In the video below Ashleigh Whiffin, Assistant Curator of Entomology explains what an insect is, why our collection contains around 2.5 million insect specimens, and what they’re used for.
An insect is an invertebrate animal which, unlike vertebrates, wears its skeleton on the outside. We call this an exoskeleton.
Insects have three distinct body parts, a head, a thorax, and an abdomen. They also have six legs.
There are an estimated 10,000,000,000,000,000,000 (ten quintillion) individual insects in the world, which means for every human on the planet there are around 1.4 billion insects per person.
Insects are the most biodiverse organisms in the world. Globally, there are approximately 1 million species described by scientists so far. In Scotland there are around 14,000 different species of insect.
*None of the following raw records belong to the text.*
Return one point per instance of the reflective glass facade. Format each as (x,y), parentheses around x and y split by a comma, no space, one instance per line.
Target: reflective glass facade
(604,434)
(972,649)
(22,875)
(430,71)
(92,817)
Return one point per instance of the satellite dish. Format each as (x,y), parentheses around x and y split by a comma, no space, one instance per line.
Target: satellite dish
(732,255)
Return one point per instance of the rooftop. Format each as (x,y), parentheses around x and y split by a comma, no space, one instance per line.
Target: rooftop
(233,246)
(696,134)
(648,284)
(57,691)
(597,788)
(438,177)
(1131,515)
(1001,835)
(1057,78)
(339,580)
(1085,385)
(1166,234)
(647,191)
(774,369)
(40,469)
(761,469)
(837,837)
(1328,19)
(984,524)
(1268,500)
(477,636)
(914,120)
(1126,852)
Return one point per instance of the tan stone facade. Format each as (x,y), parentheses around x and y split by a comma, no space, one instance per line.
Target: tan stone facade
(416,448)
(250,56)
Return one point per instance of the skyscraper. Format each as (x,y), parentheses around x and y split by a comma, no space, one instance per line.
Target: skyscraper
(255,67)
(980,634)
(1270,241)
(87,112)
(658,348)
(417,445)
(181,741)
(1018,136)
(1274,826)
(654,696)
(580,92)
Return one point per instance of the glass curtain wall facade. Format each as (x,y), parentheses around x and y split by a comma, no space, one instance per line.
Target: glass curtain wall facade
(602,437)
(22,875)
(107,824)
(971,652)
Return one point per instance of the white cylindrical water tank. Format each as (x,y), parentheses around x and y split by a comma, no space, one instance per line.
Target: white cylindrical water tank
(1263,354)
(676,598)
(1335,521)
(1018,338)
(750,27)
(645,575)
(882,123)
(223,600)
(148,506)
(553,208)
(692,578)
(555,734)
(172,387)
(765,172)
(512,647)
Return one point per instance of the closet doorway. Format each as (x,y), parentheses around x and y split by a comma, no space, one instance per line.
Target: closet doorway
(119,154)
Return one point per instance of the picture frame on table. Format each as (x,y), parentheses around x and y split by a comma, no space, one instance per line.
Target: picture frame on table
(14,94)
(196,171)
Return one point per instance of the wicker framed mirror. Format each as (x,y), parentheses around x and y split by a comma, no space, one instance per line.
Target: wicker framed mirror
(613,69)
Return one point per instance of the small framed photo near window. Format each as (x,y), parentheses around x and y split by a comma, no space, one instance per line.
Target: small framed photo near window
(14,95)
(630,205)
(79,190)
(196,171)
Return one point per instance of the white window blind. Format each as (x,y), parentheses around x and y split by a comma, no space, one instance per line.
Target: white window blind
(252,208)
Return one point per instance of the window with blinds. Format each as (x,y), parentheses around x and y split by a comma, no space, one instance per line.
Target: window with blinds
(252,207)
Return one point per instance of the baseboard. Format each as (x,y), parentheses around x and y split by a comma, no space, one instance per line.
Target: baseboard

The collection can be thought of like a library of biodiversity. The role of our curators is to collect, identify, organise and preserve examples of the worlds insect biodiversity.
We still actively collect specimens for the collection. It is often not possible to identify an insect in situ, as the characters that define a species can only be seen under a microscope and sometimes dissection is required. Each specimen is carefully preserved along with its vital collecting data. This data informs anyone examining it in the future exactly where, when and how the insect was collected.
This library of insects is used by approximately 100 scientists every year. Some come to use the specimens for help with identification, others use them to describe new species, and many study the data associated with the insects.
By looking at the specimen data, stretching back over 200 years, we can see how species distribution has changed over time. This information is used to help inform current conservation efforts.